高倉:「エンパワーメント」や「成長機会」というのは、与えられるものではなく、自ら掴むものです。まず、自分がキャリアを通じてどのような価値を生み出したいのかを明確にすることが重要です。なので、常に受動的な姿勢ではなく、能動的に動く必要があります。たとえば、先日ロンドンで金融業界の経営者たちと話したのですが、今の時代、膨大なデータをどう解釈し、未来を見据えた意思決定ができるかが問われています。
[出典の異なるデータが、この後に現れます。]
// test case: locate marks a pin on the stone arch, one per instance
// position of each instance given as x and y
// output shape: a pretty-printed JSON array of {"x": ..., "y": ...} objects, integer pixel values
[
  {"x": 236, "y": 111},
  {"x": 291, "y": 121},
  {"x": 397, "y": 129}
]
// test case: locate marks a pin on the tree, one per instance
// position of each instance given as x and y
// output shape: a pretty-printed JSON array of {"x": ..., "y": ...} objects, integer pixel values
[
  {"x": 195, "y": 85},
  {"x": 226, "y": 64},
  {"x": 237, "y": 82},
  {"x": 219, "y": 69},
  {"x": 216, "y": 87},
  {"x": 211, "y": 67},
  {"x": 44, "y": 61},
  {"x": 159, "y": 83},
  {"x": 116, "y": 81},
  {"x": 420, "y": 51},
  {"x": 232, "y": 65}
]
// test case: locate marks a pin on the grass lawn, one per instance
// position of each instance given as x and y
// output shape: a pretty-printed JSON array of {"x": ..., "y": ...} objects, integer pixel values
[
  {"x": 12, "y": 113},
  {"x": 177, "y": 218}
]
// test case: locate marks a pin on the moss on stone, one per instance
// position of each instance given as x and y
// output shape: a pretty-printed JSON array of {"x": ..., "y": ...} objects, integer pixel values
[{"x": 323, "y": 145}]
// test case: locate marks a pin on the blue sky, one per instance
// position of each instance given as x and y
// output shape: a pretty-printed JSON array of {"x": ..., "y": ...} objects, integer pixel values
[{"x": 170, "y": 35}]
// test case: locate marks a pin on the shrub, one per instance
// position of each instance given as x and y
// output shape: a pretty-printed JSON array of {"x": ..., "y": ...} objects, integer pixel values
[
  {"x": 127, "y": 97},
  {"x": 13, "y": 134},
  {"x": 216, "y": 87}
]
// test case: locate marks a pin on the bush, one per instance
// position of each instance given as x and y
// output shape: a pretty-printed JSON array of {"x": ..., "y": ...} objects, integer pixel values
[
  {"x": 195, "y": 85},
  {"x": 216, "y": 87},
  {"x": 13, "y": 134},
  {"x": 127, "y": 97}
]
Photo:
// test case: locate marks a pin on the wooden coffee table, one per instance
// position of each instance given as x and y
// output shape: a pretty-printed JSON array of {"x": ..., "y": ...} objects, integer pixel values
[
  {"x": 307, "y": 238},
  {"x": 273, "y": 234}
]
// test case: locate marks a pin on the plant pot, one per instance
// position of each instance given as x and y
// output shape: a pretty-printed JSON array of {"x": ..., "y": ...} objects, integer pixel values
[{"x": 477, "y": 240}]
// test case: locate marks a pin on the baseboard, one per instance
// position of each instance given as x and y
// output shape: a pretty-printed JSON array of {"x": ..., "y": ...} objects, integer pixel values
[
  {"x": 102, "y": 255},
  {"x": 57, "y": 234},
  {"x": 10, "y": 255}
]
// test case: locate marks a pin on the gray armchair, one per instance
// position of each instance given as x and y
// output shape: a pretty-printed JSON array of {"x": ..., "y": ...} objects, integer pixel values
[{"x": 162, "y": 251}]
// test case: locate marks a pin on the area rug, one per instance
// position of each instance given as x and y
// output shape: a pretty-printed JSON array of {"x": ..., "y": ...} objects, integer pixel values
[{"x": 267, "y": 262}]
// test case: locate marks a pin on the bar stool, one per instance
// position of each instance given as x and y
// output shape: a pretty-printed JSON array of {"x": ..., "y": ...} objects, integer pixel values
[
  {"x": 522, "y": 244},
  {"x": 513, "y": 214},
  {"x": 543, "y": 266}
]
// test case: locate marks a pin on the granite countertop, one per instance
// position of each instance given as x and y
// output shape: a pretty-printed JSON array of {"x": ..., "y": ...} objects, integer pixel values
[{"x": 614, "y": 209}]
個人の専門性はもちろん必要ですが、これだけ複雑な時代では、1人の力では限界があります。つまりチームとしての力が必要です。そのためにも、自分自身が「何者であるか」をしっかり持つことが求められます。

西村:「何者であるか」というのは、いわゆるアイデンティティの話ですね。その定義を教えていただけますか?

高倉:アイデンティティとは、「自分がこの世の中に存在する意味」です。キャリア上で言えば、「私はこの仕事を通じて何を実現したいのか」が問われます。ただし、それが会社のパーパスと完全に一致する必要はありません。同じ円に収まるようではむしろ成長を阻害します。少しはみ出した部分があるからこそ、個人の力が組織の成長につながり、会社のパーパスも広がるのです。

副業や兼業が注目されている理由もここにあります。会社の外にいる自分を活かすことで、キャリアの幅が広がります。会社もその「外側」の力を取り込むことで、より強い組織になれるのです。

西村:アイデンティティを持つだけではなく、それを活かして組織の中でどう働くかが重要ですね。

高倉:その通りです。ただし、組織の中で活躍するためには、プロフェッショナリティとスペシャリティ、この両輪が必要です。プロフェッショナリティとは、単なる専門性ではなく、「プロとしての心構え」を指します。つまり、責任感や高い目標を持ちながら仕事に向き合う姿勢です。一方、スペシャリティは専門的なスキルや知識そのものを意味します。

どちらも重要ですが、多くの人はどちらも十分でないことが多い。そのため、日々努力を続け、自分の価値を高めることが必要です。また、チームで働く際には「ギブアンドテイク」の関係が重要です。ただ一緒にいるだけではなく、互いに価値を提供し合える関係でなければ、強いチームは生まれません。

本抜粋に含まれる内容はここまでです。